Старший принял поднесённый большой стаканчик, осушил его, крякнул, закусил хлебом, крупно посыпанным солью, отхватил от ломтя сухой рыбы, поданной ему услужливым хозяином, и, пережёвывая широкими белыми зубами пищу, более дружелюбно заговорил:
— Ну… то-то!.. Э… Потому: строго-настрого приказано, штобы смирно… А энто хто? — тыча пальцем в Жиля, строго спросил он. — Немчура… Зачем?.. По какому такому случаю… Пачпорт есть, а?..
— Оставь… Энто хранцуз… пленный! — отозвался поспешно Арсентьич. — Я ево знаю… Тоже камрат, выходит, солдатская косточка…

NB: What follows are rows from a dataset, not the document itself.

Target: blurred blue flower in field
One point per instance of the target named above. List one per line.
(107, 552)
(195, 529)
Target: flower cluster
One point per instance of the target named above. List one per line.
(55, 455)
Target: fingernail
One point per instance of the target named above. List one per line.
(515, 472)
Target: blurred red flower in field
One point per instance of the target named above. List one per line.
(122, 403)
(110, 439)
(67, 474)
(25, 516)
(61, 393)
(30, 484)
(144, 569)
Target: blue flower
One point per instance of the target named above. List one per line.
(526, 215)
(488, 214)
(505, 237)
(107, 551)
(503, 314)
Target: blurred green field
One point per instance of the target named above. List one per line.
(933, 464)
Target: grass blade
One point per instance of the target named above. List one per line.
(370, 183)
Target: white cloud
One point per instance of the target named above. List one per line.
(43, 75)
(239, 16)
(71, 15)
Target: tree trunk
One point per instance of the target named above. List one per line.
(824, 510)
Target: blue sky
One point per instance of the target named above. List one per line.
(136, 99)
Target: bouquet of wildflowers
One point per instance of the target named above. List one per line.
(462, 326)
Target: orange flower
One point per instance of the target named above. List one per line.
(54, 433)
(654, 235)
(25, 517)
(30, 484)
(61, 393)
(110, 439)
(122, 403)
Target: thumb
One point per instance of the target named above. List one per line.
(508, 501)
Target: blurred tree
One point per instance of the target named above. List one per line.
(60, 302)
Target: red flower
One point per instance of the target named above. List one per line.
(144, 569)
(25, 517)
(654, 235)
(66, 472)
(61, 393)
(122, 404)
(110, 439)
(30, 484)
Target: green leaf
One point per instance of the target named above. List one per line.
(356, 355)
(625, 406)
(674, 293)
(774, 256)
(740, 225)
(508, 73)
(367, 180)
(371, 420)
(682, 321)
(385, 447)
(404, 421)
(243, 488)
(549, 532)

— Да… та… я камрат… Все сольда — один камрат… — закивал торопливо головою Жиль. — Я сольда… Франсуз. Я панимай.
— Ишь, всё своё твердит, обезьяна немецкая! — не утерпел, заговорил один из парней, завзятый балагур. — Нам даве цыкал и теперя сызнова: со льда, мол, да со льда!.. Чай, прозяб на льду-то, душа твоя сквозная… Так, поди, знаешь куды… В печку! Там отогреешься… У маменьки… В печке!..
Общий хохот покрыл грубую шутку парня…
Старший, стараясь сохранить свой важный вид и показную суровость, сдержал смех, одолевавший и его, стукнул прикладом о пол, хмуря сильнее брови.
— Ну, то-то!.. У меня штобы… Не то — и постарше начальство недалече отсюдова… Мигом подберём, коли-ежели… Робя, ходу! — обратился он к своим дозорным. — Стройсь по два в ряд… Шагом марш!..
Позвякивая амуницией, чётко и грузно отбивая такт, покинули дозорные притон. Но ещё не закрылась за ними дверь, как прежний гам и оживление вспыхнули кругом.
Коренастый матросик, сидевший за общим длинным столом с десятком других товарищей, вскочил и задорно, громко свистнул вслед патрулю.
— Фью!.. Подберёте, как же!.. Крупа вонючая!.. Отколь её к нам нагнали, пехоту бессчастную, голоштанную… А ен ещё грозится… Ты тронь матроса… Своих не узнаешь… Э-эх… Ну-ка, грянем свою, родную, братцы!..
затянул он ухарски пьяным, высоким голоском, сразу оборвал и засмеялся как-то по-детски.
— Не… неладно… Вы, братцы, лучше мово песни поёте… — обратился он к парням-певунам. — Што затихли? Валяй! Небось матросики вас не выдадут!.. Верно, што ли, братцы?..
— Вестимо! Пой, братцы! — поддержали его остальные матросы. — Хто закажет нам песни играть… Скушно так-то… Без песни и вино в душу нейдёт!.. Пой…
— Петь не поле жать… Не тяжкая работа. Да какую же вам? — спросил парень-запевала.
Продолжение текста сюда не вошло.